De Niro è vissuto e ha lavorato sia in Francia che a San Francisco, ma come Des Esseintes – il personaggio descritto da Huysmans in “Au Rebours” che si era costruito una stanza speciale e si circondava di opere d’arte “che erano in grado di trasportarlo in un mondo non familiare” – De Niro riusciva ad immaginare il mondo senza uscire dallo studio. Dipinse numerose scene di donne marocchine prendendo ispirazione da una fotocopia sbiadita di una fotografia scattata durante un viaggio, e rese omaggio a Greta Garbo in una serie di stampe, disegni e dipinti raffigurandola nel ruolo di “Anne Christie”. Il critico Larry Campbell ha scritto che “per buona parte del giorno Robert De Niro staccava il telefono e si isolava dal resto del mondo. Se è mai esistito un pittore solitario, senza alcun dubbio De Niro lo è. Lavora tutto il tempo. Il mondo della sua arte è costituito da due ampie stanze… Ovunque il visitatore volga lo sguardo è in grado di riconoscere le cose che De Niro rappresenta nei suoi dipinti”. Le fotografie di Greta Garbo o delle donne marocchine utilizzate da De Niro sono gli oggetti della sua devozione, che come la poltroncina da camera da letto vittoriana, lo specchio, la custodia della chitarra e le altre cose presenti nello studio, sono raffigurati nei suoi dipinti.

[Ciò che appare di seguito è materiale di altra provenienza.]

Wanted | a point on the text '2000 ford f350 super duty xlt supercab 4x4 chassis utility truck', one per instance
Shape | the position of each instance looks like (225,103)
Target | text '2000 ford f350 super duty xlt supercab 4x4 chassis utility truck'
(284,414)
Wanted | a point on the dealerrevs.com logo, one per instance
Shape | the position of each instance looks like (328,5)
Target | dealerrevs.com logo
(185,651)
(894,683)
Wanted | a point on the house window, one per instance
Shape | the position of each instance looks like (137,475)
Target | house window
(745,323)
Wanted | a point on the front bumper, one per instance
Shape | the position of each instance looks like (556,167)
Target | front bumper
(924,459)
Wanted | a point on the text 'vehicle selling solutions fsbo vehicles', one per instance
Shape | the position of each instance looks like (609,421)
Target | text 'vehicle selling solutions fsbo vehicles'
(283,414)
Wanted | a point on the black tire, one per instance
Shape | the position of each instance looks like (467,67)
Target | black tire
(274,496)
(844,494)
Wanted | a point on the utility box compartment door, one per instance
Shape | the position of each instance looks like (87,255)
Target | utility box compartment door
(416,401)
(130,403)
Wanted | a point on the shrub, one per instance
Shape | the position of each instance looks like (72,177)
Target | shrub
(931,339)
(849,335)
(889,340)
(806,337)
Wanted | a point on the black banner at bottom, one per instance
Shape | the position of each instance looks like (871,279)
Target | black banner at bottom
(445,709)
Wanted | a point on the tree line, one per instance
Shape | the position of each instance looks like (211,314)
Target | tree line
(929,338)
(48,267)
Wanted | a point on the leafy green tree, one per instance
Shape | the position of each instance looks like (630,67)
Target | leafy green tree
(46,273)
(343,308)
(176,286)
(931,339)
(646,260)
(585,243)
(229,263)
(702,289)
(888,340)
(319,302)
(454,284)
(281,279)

Cambell in maniera molto acuta osserva che De Niro è “sia un realista che un tipo di pittore astratto. La ragione per cui penso a lui come pittore astratto è che riduce ogni cosa all’essenziale. Naturalmente è anche un romantico irrefrenabile. Può amare l’arte definita classica, ma lo fa nel modo in cui Stendahl pensava al classicismo – ovvero in maniera romantica”.

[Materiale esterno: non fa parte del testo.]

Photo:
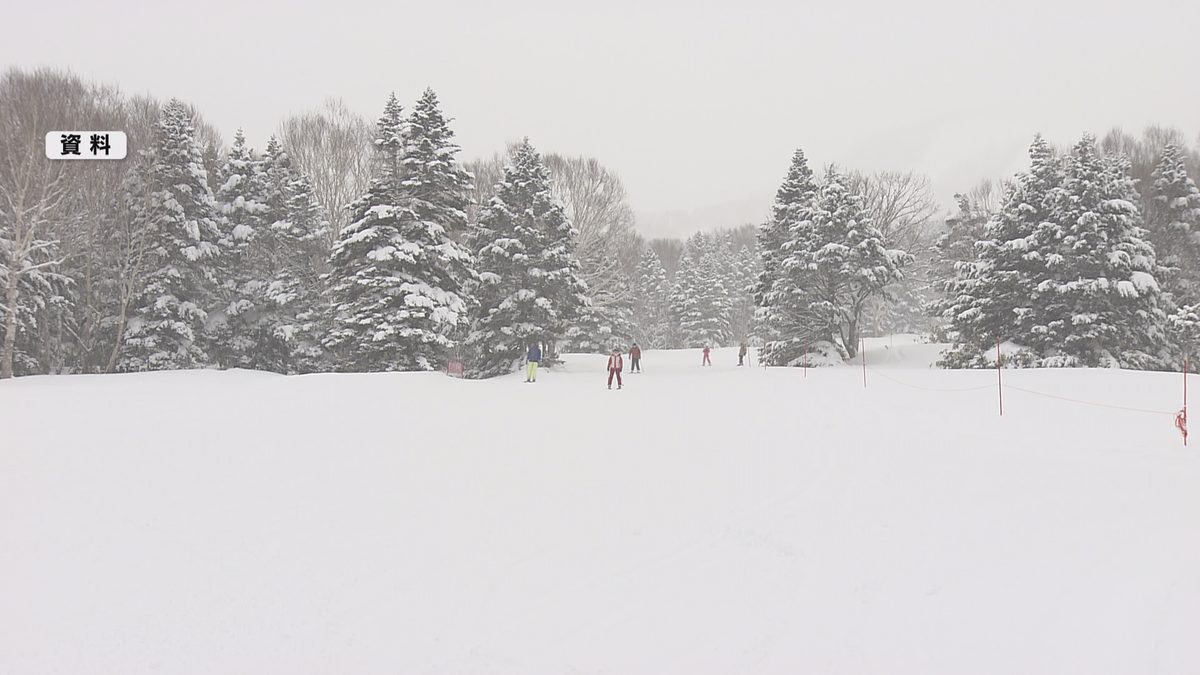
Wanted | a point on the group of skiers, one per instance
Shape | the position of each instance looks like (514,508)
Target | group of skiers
(616,363)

A Londra nel 1955 Renato Guttuso ha affrontato con il pittore inglese astratto Patrick Heron il dibattito sul conflitto tra realismo e astrazione. Forse Robert De Niro Sr. ha trovato la sintesi dialettica del loro dibattito, un terzo approccio alla dicotomia tra astrazione e rappresentazione. In Nudes against a Yellow Background (cat. 11), le figure e i mobili sono forme grigie che emergono da uno sfondo giallo. In Girl in Red (cat. 4) l’intensità dell’immagine deriva dalla combinazione del tratto rapido di De Niro per una figura femminile seduta, e il virtuoso intrecciarsi di pennellate leggere per rendere lo spazio interno. Come ha scritto il poeta Frank O’Hara della scuola di New York, i dipinti di De Niro “non hanno nulla a che fare con quello che l’occhio vede al di fuori dell’immagine. Assumono il controllo della vista per il tempo che gli viene concesso”. De Niro ha affermato che desiderava “creare un dramma ordinato, un equilibrio ed una serenità derivanti dalla risoluzione di un contrasto: l’opposizione delle superfici del colore”.
Ora a Roma con la mostra alla galleria Benucci, avremo la possibilità di vivere l’esperienza del suo “dramma ordinato” e i dipinti di De Niro potranno finalmente conquistare la visibilità che meritano nel mondo dell’arte, nell’ambiente di Michelangelo, Da Vinci, Raffaello e Caravaggio…. Se solo De Niro potesse vedere questa meravigliosa presentazione.